In other words, optimism isn’t naivety; it’s a discipline.
Feeding the Right Wolf
I often think of a Cherokee story I included earlier in the book — the one about the two wolves. One represents envy, self-pity, and fear; the other joy, kindness, and faith. The wolf that wins is the one you feed.
Self-talk is feeding. It’s constant nourishment — for better or worse — and the voice you choose to listen to determines how you show up in the world. When you learn to feed the right wolf, you become more resilient, more creative, and more grounded.

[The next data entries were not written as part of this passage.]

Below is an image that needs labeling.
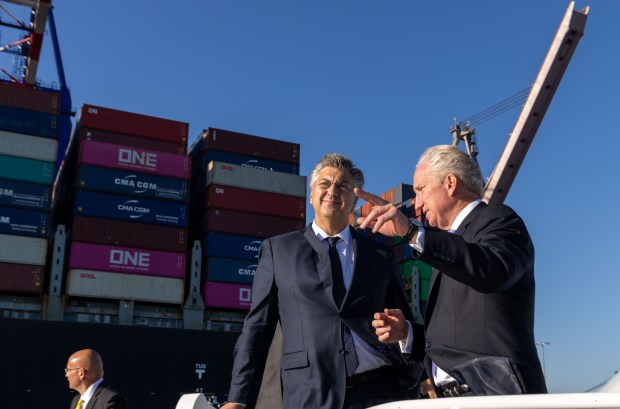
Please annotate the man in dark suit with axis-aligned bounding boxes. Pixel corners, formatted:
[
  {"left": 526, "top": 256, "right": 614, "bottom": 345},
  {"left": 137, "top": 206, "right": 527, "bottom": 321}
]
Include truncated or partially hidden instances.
[
  {"left": 65, "top": 349, "right": 127, "bottom": 409},
  {"left": 224, "top": 154, "right": 424, "bottom": 409},
  {"left": 356, "top": 145, "right": 547, "bottom": 396}
]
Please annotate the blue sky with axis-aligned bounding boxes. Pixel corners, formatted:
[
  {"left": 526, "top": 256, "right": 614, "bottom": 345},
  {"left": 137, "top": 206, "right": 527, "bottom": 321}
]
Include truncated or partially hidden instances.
[{"left": 2, "top": 0, "right": 620, "bottom": 392}]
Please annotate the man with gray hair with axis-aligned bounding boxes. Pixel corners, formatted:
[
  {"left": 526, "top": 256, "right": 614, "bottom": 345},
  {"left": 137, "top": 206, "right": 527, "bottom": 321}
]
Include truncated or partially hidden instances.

That’s why I always say: become your own hype woman.
When you tell yourself you’re capable, the mind begins to look for evidence that proves it. When you repeat kindness, you start to act accordingly. When you encourage yourself through uncertainty, you build what Brené Brown calls “grounded confidence” — the kind that isn’t about bravado but about knowing your own abilities because you’ve tested them.
From the Runway to Real Life
You don’t have to walk a L’Oréal runway to need a hype woman. The rest of us have our own versions of fashion week — the presentation you’re nervous about, the pitch you’re scared to give, the day you feel like an imposter in your own life.
In those moments, the words you choose become your tools. Say them out loud. Whisper them in the mirror. Write them on the back of your hand if you must. Because the truth is, no one else is going to hype you as consistently as you can hype yourself — and you deserve a voice in your head that’s on your team.
So whether you’re backstage in Paris or at your kitchen table before a meeting, take a cue from Kendall Jenner. The trick isn’t about taming the noise around you — it’s about tuning the one inside you. And the good news? You already have everything you need to do it.